Heartbreakers and healers: RNA rebels in cardio-oncology

Abstract

Cancer therapies save lives but often "break hearts" by damaging the cardiovascular system. As survival improves, therapy-induced cardiotoxicity has become a defining challenge of modern oncology. Recent discoveries reveal that long non-coding RNAs (lncRNAs), once dismissed as genomic noise, are the "RNA rebels" orchestrating cellular responses to cancer treatments. These molecules act as both heartbreakers and healers, amplifying or counteracting oxidative stress, mitochondrial dysfunction, apoptosis, and vascular injury. In anthracycline, radiation, and VEGF-targeted therapies, lncRNAs govern key processes that dictate whether cells succumb to damage or mount protective repair responses. Pro-injury lncRNAs exacerbate senescence and inflammation, while protective ones preserve mitochondrial homeostasis and limit cell death. Beyond mechanistic insight, these molecules hold clinical promise as biomarkers and therapeutic targets, guiding RNA-based strategies to predict, prevent, and treat cardiotoxicity. Understanding how they blur the line between protection and harm may redefine how we safeguard the heart in the era of precision cardio oncology.

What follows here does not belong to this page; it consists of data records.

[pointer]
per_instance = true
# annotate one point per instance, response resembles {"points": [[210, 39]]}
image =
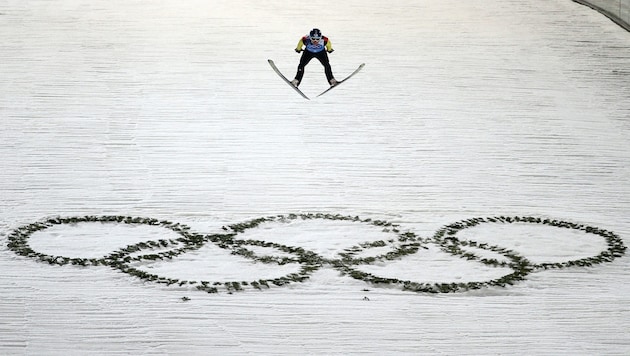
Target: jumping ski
{"points": [[275, 69], [341, 81]]}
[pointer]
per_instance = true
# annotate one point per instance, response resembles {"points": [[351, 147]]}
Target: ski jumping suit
{"points": [[319, 51]]}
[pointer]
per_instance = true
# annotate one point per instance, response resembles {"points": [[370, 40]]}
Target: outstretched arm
{"points": [[329, 48], [300, 45]]}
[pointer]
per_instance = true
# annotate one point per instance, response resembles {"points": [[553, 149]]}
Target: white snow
{"points": [[169, 110]]}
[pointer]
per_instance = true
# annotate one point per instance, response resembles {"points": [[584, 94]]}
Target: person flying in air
{"points": [[314, 45]]}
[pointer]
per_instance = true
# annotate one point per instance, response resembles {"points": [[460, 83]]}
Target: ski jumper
{"points": [[312, 50]]}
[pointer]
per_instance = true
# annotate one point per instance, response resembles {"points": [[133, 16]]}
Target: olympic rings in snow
{"points": [[404, 244]]}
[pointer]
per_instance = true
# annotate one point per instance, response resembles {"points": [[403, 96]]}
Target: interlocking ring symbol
{"points": [[404, 244]]}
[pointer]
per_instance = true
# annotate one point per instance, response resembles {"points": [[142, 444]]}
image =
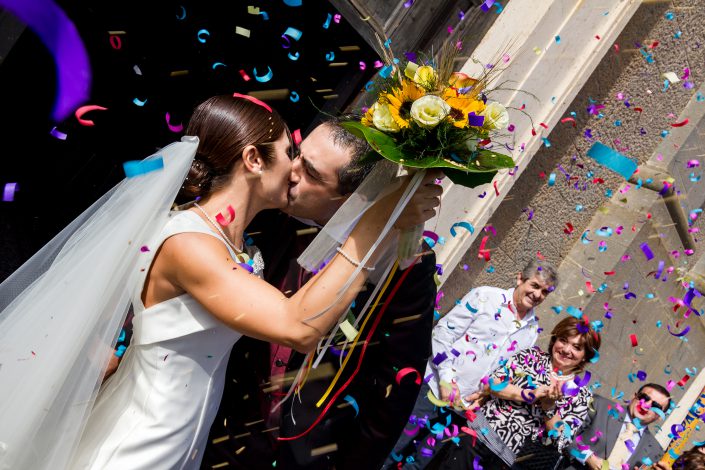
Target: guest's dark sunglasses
{"points": [[654, 404]]}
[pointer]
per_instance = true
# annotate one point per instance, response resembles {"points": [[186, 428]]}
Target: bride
{"points": [[193, 292]]}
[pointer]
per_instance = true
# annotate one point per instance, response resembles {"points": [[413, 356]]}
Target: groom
{"points": [[371, 412]]}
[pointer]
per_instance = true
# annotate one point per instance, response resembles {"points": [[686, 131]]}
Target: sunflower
{"points": [[461, 106], [400, 100]]}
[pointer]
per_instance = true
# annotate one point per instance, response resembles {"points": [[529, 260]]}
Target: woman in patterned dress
{"points": [[536, 396]]}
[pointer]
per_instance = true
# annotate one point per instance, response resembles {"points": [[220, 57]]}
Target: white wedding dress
{"points": [[156, 411]]}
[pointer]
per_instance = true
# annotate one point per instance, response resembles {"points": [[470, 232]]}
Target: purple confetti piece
{"points": [[440, 357], [475, 120], [682, 333], [659, 271], [59, 35], [8, 194], [58, 134], [647, 251]]}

Keywords: Cancer Therapy; Cardiotoxicity; LncRNAs.

Fig. 1.

Mechanisms of cardiovascular injury induced by cancer therapies. Anthracyclines such as doxorubicin cause mitochondrial damage, ROS accumulation, and eNOS uncoupling, leading to endothelial apoptosis, senescence, and inflammation. Radiation therapy induces DNA damage and mitochondrial injury through ROS, triggering endothelial barrier dysfunction, telomere shortening, and chronic inflammation. VEGF/tyrosine kinase inhibitors (VEGFis/TKIs) impair VEGF signaling, reduce angiogenesis, and increase vascular tone, contributing to vascular rarefaction and hypertension. These therapies converge on endothelial dysfunction and microvascular rarefaction, key contributors to cancer therapy-induced cardiotoxicity.

Fig. 2.

Biogenesis, classification, and molecular mechanisms of long non-coding RNAs. Long non-coding RNAs are transcribed by RNA polymerase II and can be classified based on genomic location as antisense, intergenic, or intronic. In the nucleus, lncRNAs regulate gene expression by recruiting chromatin modifiers and transcription factors, modulating splicing, or contributing to subnuclear architecture. In the cytoplasm, lncRNAs can act as sponges for microRNAs. These diverse mechanisms allow lncRNAs to influence transcriptional and post-transcriptional networks relevant to vascular and cardiac responses to cancer therapy.

Fig. 3.

Mechanisms of lncRNAs in Anthracycline-Induced Cardiotoxicity. LncRNAs modulate key molecular pathways that influence cardiomyocyte and endothelial cell fate following doxorubicin (DOX) exposure. Protective lncRNAs, MALAT1, HOXB-AS3, CMDL-1, and NORAD, mitigate DOX-induced mitochondrial injury and oxidative stress by enhancing autophagy, preserving mitochondrial integrity, and reducing apoptosis. In contrast, LincRNA-p21 exacerbates cardiotoxicity by amplifying reactive oxygen species (ROS) generation and activating p53-dependent DNA damage and senescence pathways.

Fig. 4.

Mechanisms of lncRNAs in Radiation Therapy–Induced Cardiotoxicity. Ionizing radiation induces oxidative stress and endothelial DNA damage through lncRNA-mediated signaling pathways. PVT1 acts as a competing endogenous RNA (ceRNA) for miR-9-5p, leading to MAPK activation, elevated reactive oxygen species (ROS), and apoptosis. DINO and Trp53cor1 (lincRNA-p21, orange) are p53-responsive lncRNAs that amplify DNA damage responses, promoting cell-cycle arrest, apoptosis, and senescence.

Fig. 5.

LncRNAs Modulating Endothelial Responses to VEGF and VEGF Inhibition. VEGF and VEGF inhibitor (VEGFi) treatments modulate angiogenic signaling through context-dependent long non-coding RNAs (lncRNAs) that regulate vascular stability and endothelial sprouting. MEG3 enhances endothelial proliferation and migration during VEGF stimulation, promoting angiogenesis. H19 sponges miR-199a-5p to upregulate VEGFA expression, thereby supporting angiogenesis and endothelial survival. Conversely, MALAT1 is induced by VEGF but suppresses sprouting angiogenesis via p53-dependent senescence pathways.